The CIA took the unusual step this week of classifying the identity of "John" the formerly non-covert CIA analyst whose key role in tracking bin Laden was first revealed by the AP (Post). And Pakistan has reportedly offered to deport top al-Qaeda-linked terrorist Umar Patek, arrested in Abbottabad in January, to the Philippines (AP).
Trials and Tribulations
- U.S. drones and aircraft reportedly targeted suspected al-Qaeda militants in Yemen July 14, killing a number of fighters but also possibly civilians ((NYT, CNN). White House counterterrorism adviser John Brennan met with Yemeni president Ali Abdullah Saleh this week (CNN).

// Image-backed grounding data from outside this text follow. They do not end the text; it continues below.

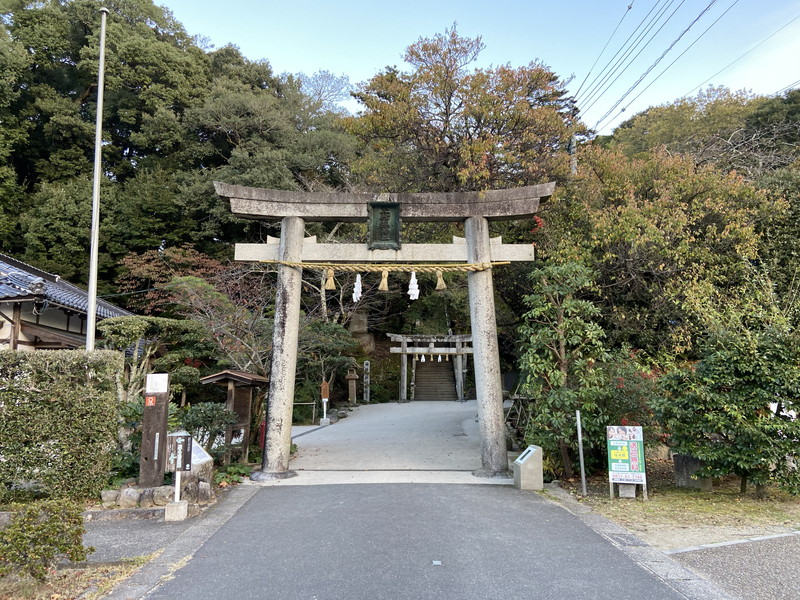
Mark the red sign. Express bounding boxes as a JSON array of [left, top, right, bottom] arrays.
[[145, 395, 157, 407]]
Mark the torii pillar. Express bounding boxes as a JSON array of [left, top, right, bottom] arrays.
[[215, 183, 555, 479]]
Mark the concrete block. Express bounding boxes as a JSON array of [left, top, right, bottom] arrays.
[[320, 417, 331, 426], [164, 500, 188, 522], [618, 484, 637, 498], [513, 445, 543, 491]]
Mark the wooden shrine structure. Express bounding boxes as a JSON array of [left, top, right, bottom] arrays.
[[200, 370, 269, 465], [215, 182, 554, 478]]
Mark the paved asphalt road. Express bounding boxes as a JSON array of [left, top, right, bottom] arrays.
[[669, 535, 800, 600], [92, 402, 746, 599], [142, 484, 695, 600]]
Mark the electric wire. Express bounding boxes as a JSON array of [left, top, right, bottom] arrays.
[[577, 0, 671, 105], [774, 78, 800, 96], [684, 11, 800, 96], [593, 0, 719, 131], [579, 0, 681, 110], [612, 0, 740, 122], [573, 1, 636, 98]]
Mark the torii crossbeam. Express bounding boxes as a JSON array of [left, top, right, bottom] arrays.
[[215, 182, 555, 478]]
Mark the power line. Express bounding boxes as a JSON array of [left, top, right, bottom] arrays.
[[574, 2, 636, 98], [579, 0, 681, 109], [615, 0, 740, 120], [100, 287, 165, 298], [577, 0, 670, 105], [594, 0, 719, 131], [684, 11, 800, 97], [774, 79, 800, 96], [580, 1, 689, 116]]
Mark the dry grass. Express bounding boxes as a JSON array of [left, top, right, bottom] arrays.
[[561, 459, 800, 532], [0, 554, 152, 600]]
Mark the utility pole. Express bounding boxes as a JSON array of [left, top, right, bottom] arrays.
[[85, 7, 109, 351], [569, 135, 577, 176]]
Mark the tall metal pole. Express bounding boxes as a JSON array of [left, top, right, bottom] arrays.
[[85, 7, 110, 351], [576, 409, 588, 496]]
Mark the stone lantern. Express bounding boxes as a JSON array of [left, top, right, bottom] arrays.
[[345, 367, 359, 406]]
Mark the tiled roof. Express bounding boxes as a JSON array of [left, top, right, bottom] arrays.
[[0, 253, 130, 319]]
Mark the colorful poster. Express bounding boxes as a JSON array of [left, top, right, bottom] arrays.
[[607, 426, 646, 485]]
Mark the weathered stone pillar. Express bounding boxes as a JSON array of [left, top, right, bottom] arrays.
[[252, 216, 304, 480], [399, 339, 408, 402], [465, 216, 509, 476], [454, 340, 464, 401]]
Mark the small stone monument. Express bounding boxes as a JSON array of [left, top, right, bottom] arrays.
[[673, 453, 712, 491], [348, 312, 375, 354]]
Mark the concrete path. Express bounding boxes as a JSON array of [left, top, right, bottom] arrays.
[[291, 401, 484, 471], [270, 401, 510, 486]]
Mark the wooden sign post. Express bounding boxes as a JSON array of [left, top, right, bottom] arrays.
[[139, 373, 170, 488], [320, 379, 330, 425]]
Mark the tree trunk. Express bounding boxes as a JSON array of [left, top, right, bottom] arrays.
[[559, 439, 574, 479], [740, 475, 748, 494], [755, 483, 766, 499], [320, 272, 328, 322]]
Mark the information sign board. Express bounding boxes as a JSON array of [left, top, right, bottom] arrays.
[[606, 425, 646, 486], [168, 432, 193, 472]]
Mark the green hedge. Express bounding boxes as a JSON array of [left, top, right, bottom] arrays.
[[0, 498, 92, 581], [0, 350, 122, 500]]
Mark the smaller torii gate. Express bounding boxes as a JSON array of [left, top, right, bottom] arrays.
[[387, 333, 473, 402], [215, 182, 554, 479]]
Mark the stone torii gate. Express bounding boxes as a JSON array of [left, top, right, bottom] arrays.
[[215, 182, 554, 479], [387, 333, 473, 402]]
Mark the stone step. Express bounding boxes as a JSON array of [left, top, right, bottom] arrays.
[[414, 361, 457, 401]]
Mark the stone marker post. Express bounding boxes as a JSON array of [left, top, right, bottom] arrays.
[[399, 339, 408, 402], [363, 360, 371, 404], [140, 373, 170, 488]]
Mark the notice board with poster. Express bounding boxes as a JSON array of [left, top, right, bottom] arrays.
[[607, 425, 648, 499]]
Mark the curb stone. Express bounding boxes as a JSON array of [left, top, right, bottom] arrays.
[[101, 484, 259, 600], [541, 483, 736, 600], [83, 507, 165, 522]]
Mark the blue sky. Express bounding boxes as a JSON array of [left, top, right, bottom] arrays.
[[157, 0, 800, 133]]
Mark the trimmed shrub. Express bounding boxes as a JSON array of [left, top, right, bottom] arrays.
[[0, 498, 93, 581], [0, 350, 122, 500]]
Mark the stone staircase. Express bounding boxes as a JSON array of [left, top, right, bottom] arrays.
[[414, 359, 457, 401]]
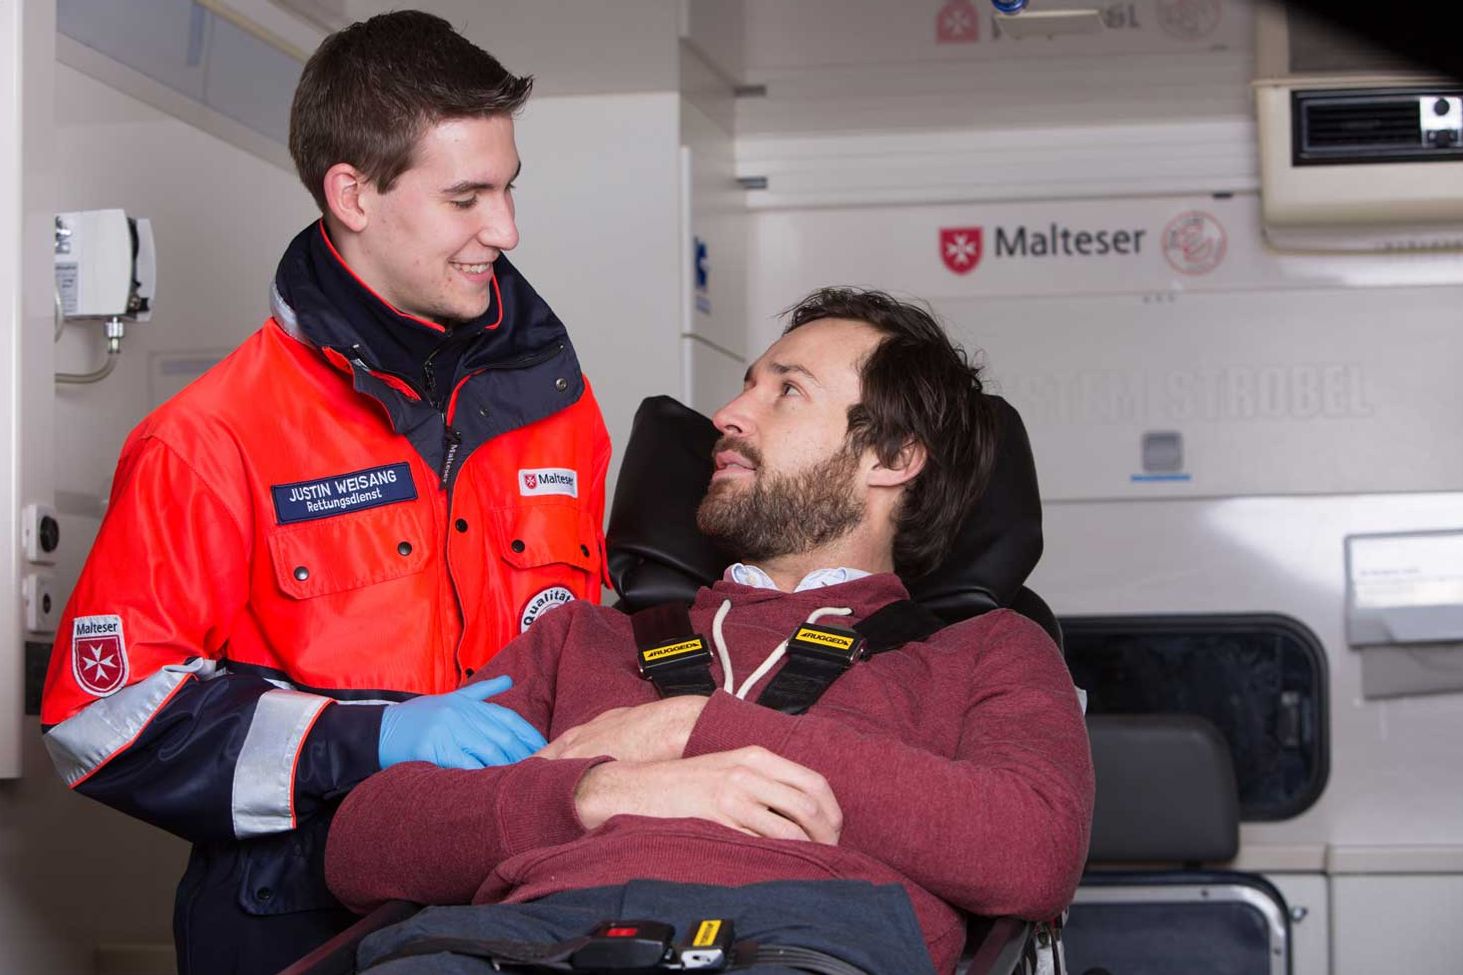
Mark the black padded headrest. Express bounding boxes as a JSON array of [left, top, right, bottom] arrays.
[[606, 396, 731, 609], [1086, 714, 1240, 864], [907, 395, 1043, 621], [606, 394, 1043, 619]]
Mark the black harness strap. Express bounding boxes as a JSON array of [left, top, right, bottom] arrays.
[[632, 603, 717, 697], [631, 599, 946, 714], [756, 600, 945, 715], [847, 598, 946, 655]]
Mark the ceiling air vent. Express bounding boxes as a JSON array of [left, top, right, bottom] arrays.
[[1294, 89, 1463, 166]]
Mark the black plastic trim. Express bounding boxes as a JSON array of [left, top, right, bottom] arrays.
[[1292, 86, 1463, 167]]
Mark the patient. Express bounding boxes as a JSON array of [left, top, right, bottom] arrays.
[[325, 288, 1094, 974]]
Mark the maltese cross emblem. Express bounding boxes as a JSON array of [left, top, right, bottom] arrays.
[[940, 227, 983, 275]]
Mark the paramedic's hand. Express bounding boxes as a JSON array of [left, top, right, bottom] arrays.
[[539, 696, 707, 763], [378, 676, 547, 770], [574, 746, 842, 844]]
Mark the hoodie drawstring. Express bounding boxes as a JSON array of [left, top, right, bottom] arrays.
[[708, 598, 853, 701]]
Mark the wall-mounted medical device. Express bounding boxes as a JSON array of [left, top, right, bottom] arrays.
[[1345, 529, 1463, 699], [54, 208, 155, 321], [53, 208, 156, 386]]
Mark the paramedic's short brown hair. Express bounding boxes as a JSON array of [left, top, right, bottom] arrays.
[[784, 288, 1001, 579], [289, 10, 533, 212]]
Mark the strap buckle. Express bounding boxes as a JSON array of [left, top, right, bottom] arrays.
[[678, 918, 736, 971], [571, 920, 676, 971], [786, 624, 866, 670], [637, 635, 713, 678]]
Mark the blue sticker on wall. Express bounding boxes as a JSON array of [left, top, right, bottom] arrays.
[[694, 236, 711, 315], [272, 462, 417, 524]]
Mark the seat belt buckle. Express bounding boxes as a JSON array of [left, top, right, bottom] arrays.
[[677, 918, 735, 970], [571, 920, 676, 971], [637, 635, 713, 679], [787, 623, 866, 669]]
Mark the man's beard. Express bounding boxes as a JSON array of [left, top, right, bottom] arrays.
[[696, 436, 866, 563]]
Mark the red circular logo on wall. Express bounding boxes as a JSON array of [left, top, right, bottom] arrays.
[[936, 0, 980, 44], [1162, 211, 1227, 275], [1156, 0, 1223, 41]]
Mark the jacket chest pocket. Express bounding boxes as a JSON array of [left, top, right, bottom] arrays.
[[267, 503, 432, 599], [494, 503, 601, 632]]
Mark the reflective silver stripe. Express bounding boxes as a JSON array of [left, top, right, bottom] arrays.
[[262, 674, 396, 706], [259, 673, 397, 705], [231, 689, 330, 839], [44, 659, 221, 787], [269, 281, 309, 344]]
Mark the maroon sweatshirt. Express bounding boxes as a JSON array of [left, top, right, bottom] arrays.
[[326, 574, 1094, 973]]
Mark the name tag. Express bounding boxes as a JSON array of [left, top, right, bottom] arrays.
[[272, 462, 417, 524]]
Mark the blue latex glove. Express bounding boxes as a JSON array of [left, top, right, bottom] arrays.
[[378, 676, 547, 770]]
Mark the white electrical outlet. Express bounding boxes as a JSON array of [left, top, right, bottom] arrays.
[[23, 572, 59, 634], [22, 502, 60, 565]]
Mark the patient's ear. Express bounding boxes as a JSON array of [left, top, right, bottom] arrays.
[[867, 440, 926, 488]]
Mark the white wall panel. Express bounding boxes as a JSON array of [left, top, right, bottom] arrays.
[[739, 0, 1255, 136], [682, 0, 745, 83], [682, 89, 748, 369], [751, 192, 1463, 500], [745, 0, 1252, 70], [0, 0, 52, 782], [1332, 874, 1463, 972], [511, 92, 685, 486], [686, 336, 744, 420], [348, 0, 682, 96]]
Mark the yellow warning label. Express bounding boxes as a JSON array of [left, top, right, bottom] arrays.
[[794, 627, 856, 651], [642, 638, 705, 663], [692, 919, 722, 947]]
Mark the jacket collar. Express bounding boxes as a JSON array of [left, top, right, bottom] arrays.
[[269, 221, 571, 381]]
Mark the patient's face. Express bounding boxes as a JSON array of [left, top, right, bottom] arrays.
[[697, 319, 882, 559]]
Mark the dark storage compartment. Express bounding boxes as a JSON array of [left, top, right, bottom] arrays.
[[1062, 614, 1329, 821], [1065, 872, 1290, 975]]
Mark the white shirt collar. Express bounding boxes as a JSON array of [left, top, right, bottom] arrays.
[[725, 563, 872, 593]]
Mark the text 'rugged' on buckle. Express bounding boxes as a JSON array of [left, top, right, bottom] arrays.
[[637, 635, 712, 677], [787, 624, 866, 669]]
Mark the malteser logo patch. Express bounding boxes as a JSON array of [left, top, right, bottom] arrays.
[[72, 614, 128, 697], [520, 585, 575, 631], [518, 468, 578, 498]]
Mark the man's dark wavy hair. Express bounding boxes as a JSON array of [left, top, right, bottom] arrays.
[[784, 288, 1000, 579], [289, 10, 533, 212]]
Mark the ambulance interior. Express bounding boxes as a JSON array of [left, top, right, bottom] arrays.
[[2, 1, 1461, 972]]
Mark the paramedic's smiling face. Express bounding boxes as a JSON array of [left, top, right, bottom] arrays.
[[349, 115, 521, 325], [698, 319, 884, 560]]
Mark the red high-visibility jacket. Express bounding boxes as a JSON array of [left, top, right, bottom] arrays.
[[40, 235, 610, 923]]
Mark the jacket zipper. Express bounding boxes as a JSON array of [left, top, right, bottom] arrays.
[[345, 345, 428, 402], [423, 354, 439, 407]]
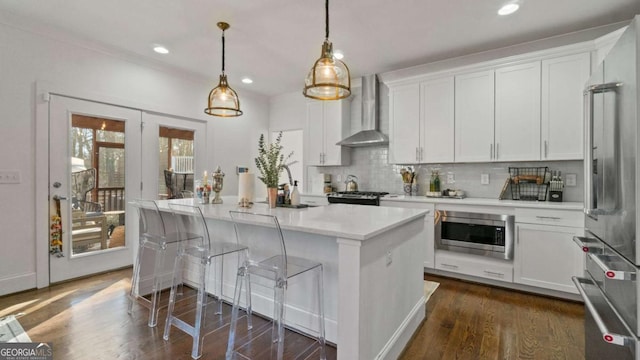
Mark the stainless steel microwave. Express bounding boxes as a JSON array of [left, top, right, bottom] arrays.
[[435, 210, 515, 260]]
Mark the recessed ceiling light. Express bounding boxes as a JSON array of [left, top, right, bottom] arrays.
[[333, 50, 344, 60], [498, 3, 520, 16], [153, 46, 169, 54], [241, 77, 253, 84]]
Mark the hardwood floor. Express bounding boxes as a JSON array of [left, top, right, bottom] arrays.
[[0, 269, 585, 359], [400, 274, 585, 360]]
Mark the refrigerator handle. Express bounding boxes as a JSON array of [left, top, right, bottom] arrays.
[[583, 82, 623, 217], [573, 277, 637, 347], [587, 252, 636, 281]]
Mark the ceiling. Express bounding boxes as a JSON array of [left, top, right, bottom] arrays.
[[1, 0, 639, 97]]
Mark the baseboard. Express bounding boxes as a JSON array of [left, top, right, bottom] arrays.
[[375, 295, 426, 360], [0, 272, 36, 296]]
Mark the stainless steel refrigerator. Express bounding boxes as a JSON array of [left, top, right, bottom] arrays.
[[573, 15, 640, 359]]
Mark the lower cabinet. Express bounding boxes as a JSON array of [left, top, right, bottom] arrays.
[[435, 250, 514, 282], [514, 223, 584, 294]]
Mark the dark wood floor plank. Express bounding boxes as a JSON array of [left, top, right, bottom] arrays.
[[399, 274, 584, 360], [0, 269, 585, 360]]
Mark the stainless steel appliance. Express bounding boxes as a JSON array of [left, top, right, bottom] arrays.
[[435, 210, 515, 260], [327, 191, 389, 206], [573, 15, 640, 360]]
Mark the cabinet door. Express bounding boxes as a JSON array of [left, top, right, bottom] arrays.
[[322, 100, 350, 166], [541, 52, 590, 160], [455, 70, 495, 162], [421, 77, 454, 163], [514, 223, 584, 293], [495, 62, 541, 161], [389, 83, 421, 164], [306, 101, 324, 166]]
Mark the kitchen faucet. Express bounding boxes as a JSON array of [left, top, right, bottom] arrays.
[[282, 163, 296, 186]]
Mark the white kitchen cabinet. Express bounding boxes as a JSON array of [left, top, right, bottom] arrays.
[[435, 250, 514, 282], [514, 208, 584, 294], [388, 78, 454, 164], [454, 70, 495, 162], [541, 52, 591, 160], [421, 77, 455, 163], [389, 83, 421, 164], [494, 61, 541, 161], [306, 100, 350, 166]]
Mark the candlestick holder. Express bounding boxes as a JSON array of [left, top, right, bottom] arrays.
[[211, 166, 225, 204]]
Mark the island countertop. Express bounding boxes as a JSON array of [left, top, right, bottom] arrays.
[[155, 197, 428, 241]]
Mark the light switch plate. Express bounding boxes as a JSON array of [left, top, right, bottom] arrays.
[[0, 170, 21, 184], [481, 173, 490, 185], [566, 173, 577, 187], [446, 173, 455, 184]]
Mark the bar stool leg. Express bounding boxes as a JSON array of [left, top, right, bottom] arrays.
[[128, 240, 146, 315], [163, 249, 184, 341], [191, 257, 209, 359], [271, 280, 286, 360], [148, 244, 167, 327], [317, 265, 326, 360], [226, 266, 247, 360], [216, 256, 224, 315]]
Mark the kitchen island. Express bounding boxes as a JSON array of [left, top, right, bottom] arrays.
[[149, 198, 428, 360]]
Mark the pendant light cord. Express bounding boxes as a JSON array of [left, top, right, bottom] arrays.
[[325, 0, 329, 40], [221, 30, 226, 74]]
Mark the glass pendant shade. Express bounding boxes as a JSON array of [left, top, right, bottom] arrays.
[[304, 40, 351, 100], [205, 22, 243, 117], [205, 74, 243, 117], [303, 0, 351, 100]]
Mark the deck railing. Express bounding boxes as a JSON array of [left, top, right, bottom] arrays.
[[91, 187, 125, 212]]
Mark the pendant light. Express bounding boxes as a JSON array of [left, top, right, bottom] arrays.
[[303, 0, 351, 100], [205, 22, 243, 117]]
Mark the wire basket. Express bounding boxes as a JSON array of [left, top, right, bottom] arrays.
[[509, 167, 549, 201]]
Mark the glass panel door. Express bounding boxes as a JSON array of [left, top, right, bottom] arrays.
[[49, 96, 141, 283]]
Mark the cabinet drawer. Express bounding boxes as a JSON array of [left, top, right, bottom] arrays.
[[515, 208, 583, 227], [435, 251, 513, 282]]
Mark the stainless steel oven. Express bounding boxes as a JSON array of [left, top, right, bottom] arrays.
[[435, 210, 515, 260]]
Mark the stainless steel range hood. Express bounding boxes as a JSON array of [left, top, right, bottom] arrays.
[[336, 74, 389, 147]]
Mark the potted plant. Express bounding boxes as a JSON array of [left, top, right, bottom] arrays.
[[255, 132, 293, 208]]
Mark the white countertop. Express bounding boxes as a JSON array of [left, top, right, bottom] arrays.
[[154, 197, 428, 241], [381, 194, 583, 210]]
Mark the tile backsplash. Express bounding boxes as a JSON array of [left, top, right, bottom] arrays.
[[308, 147, 583, 202], [306, 82, 583, 202]]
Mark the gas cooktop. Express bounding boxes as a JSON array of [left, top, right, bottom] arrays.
[[327, 191, 389, 206]]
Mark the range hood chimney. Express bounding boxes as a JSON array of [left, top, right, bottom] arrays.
[[336, 74, 389, 147]]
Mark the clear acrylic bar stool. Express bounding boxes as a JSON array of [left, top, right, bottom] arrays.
[[163, 203, 250, 359], [226, 211, 326, 360], [129, 199, 189, 328]]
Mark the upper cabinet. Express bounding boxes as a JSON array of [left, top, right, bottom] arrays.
[[421, 77, 455, 163], [306, 100, 350, 166], [454, 70, 495, 162], [388, 77, 454, 164], [541, 52, 591, 160], [456, 62, 541, 163], [494, 61, 541, 161], [386, 43, 592, 164], [389, 83, 421, 164]]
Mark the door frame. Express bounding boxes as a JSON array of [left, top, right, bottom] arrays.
[[35, 81, 208, 288]]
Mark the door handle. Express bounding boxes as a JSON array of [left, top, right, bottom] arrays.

- Indian authorities are searching for clues in the near-simultaneous triple bombing of crowded areas of Mumbai July 13, attacks that killed 21 people (NYT, Reuters, AP, WSJ, Post, LAT).
- Turkish police arrested 15 alleged al-Qaeda members on July 14, and reportedly seized nearly 1,500 pounds of chemicals that could be used to manufacture explosives (NYT, WSJ, AP, ABC).
- Norway this week indicted the radical Iraqi cleric Mullah Krekar, the founder of the militant group Ansar al-Islam, for making death threats against Norwegian officials (AP).
- A Pakistani court on July 14 freed on bail a leader of the militant group Lashkar-e-Jhangvi, Malik Ishaq, after 14 years in prison (Tel, AP). Ishaq is suspected of having masterminded a 2009 attack against Sri Lanka's cricket team while it was touring Pakistan.
- The European Commission on July 13 presented a plan to track terrorist financing in Europe, creating a parallel tracking system to the United States' that would conform more closely to European privacy rules for bank data (Reuters, NYT).
- Indonesian police raided an Islamic school on Monday, seizing "jihadist materials," weapons and explosives (CNN). And Malaysian authorities this week deported Indonesian terror suspect Agus Salim (AFP).
- Filipino authorities suspect Muslim militants are responsible for the kidnapping of two Americans this week in the country's south (AP).